Ametrano doveva fare attenzione a tutto.
Il quadro che si fece era abbastanza drammatico e gravissimo. Cosa poteva fare?
Ne parlò con un magistrato, ma si assicurò che la cosa rimanesse assolutamente segreta. Si presentò dal sostituto procuratore con un rapporto dettagliato. Ci aveva pensato un bel po’, poi si era deciso.
«Ametrano, io sono convinto e spero vivamente che le cose non stiano come lei le dipinge. In fondo cosa abbiamo se non un testimone, non si sa quanto affidabile, lo ha espressamente detto anche lei che quel signore ha certe caratteristiche del mitomane. Ma se fosse vero quello che il suo testimone riferisce le devo dire tre cose: la prima è che la sua carriera è terminata; la seconda è che occorre fin da subito prendere dei provvedimenti; la terza è che l’eventuale testimone è già morto, perché sarebbe impossibile organizzare per lui un percorso di protezione, sarebbe meno sicuro protetto che libero, vale a dire in fuga».
«Signor procuratore, non è che questi problemi mi siano ignoti e indifferenti, il film Witness l’ho visto anch’io, ma lei capisce? Dai riscontri che ho elencato nel rapporto è più che evidente che il testimone ha assistito a una scena di sangue, a Corsico. Si può confondere su qualche elemento, su alcuni è reticente, ma ha visto Tagliaferri, Cozza, e anche chi le ho detto... Tagliaferri è stato trovato morto fuori della balera. Cozza è scomparso, quando il Consonni dice che è stato ucciso. La ragazza che Consonni aveva dichiarato essere morta è stata ritrovata nel Naviglio. Per non parlare del villino di via Ghislanzoni che è stato abbandonato la sera stessa. È successo un gran bordello e credo che ci siano almeno due fazioni rivali che si stanno organizzando, ma ancora di preciso non sanno cosa fare, sono allo sbando».
«Ci devo pensare, Ametrano, che cosa vorrebbe che facessi? Se la situazione è come dice lei domani potremmo non esserci più né io né lei. Bisogna che ci pensi bene. E inoltre lei ha un bel coraggio. Chi le assicura che anch’io non sia d’accordo con qualche pezzo grosso che ci è dentro, o con quelli sopra di lui? Che cosa le dice il contrario? In una tale evenienza anche lei dovrebbe guardarsi le spalle, appena uscito di qui, o anche prima».

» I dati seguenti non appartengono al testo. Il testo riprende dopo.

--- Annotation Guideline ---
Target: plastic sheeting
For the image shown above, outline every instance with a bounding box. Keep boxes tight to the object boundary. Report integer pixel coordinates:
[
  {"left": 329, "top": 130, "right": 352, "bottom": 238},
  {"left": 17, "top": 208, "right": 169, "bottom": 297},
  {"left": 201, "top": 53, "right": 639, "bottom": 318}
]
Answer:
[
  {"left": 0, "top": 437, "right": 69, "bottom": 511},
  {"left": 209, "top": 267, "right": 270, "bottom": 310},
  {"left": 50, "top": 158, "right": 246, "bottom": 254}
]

«Signor procuratore, se avessi pensato anche per un istante che la banda, perché di banda si tratta, fosse amica sua, non sarei qui. Ci sono modi migliori e più sicuri per suicidarsi. Per quanto riguarda me lo so che finisco nei casini, in un modo o nell’altro. Ma che dovrei fare? Finta di niente? E poi, come ha visto nel rapporto, pare che di testimoni ce ne siano altri due».
«Sì, ma sono minorenni, clandestini e pure spacciatori, se ho capito bene. Anche nella remotissima ipotesi che volessero testimoniare, io che me ne faccio? Mi ridono dietro».
«Beh, quei due lì è facile condizionarli, se si venisse a sapere che erano presenti a Corsico avrebbero vita breve, e probabilmente loro due se lo sono immaginato».
«E che gli promettiamo? Sono dei ragazzi. Forse l’unica è portarli lontano».
«Mah».
«Faccia subito qualcosa per quel Consonni, presto lo troveranno».
Max si era ripreso. Finalmente si era svegliato, anche se non è che si sentisse in piena forma. Ma che cazzo ho preso, avrebbe pensato, se fosse stato un essere umano, ma i cani, per fortuna loro, non sono sotto nessun riguardo esseri umani, e non pensano queste cose. De Angelis lo andò a riprendere. «Devo niente?» chiese al dottore il Luis, abituato a non pagare un cazzo, come al Pronto Soccorso per umani.
«Sì, prego, vada a regolare alla reception».
«Sono 1.143 euro, signor De Angelis».
«Cosa?» chiese il Luis, con il Max in collo. «Scusi sa, ma sono un po’ sordo».
«Millecentoquarantatré euro. Paga in contanti o come?».
«1.143 euro, per un cane?».
«Sulla ricevuta c’è il dettaglio del ricovero, dei trattamenti e degli esami eseguiti».
«1.143 euro? Ma dove li vado a trovare?».
Se Max si sentiva meglio, chi invece, per gli stessi motivi di Max, si trovava in quel momento in difficoltà erano due fidanzati, insomma, due che stavano insieme, non erano ufficialmente fidanzati, che in serata avevano fatto un festino con il loro ritrovamento ospedaliero.
Avevano nascosto il panetto nel frigorifero, dopo averne tagliato un pezzo da un etto e averlo passato a Maurizino, che aveva pagato in contanti. Un altro pezzo se l’erano tenuto per sé e con quello avevano fatto festa insieme ad alcuni amici.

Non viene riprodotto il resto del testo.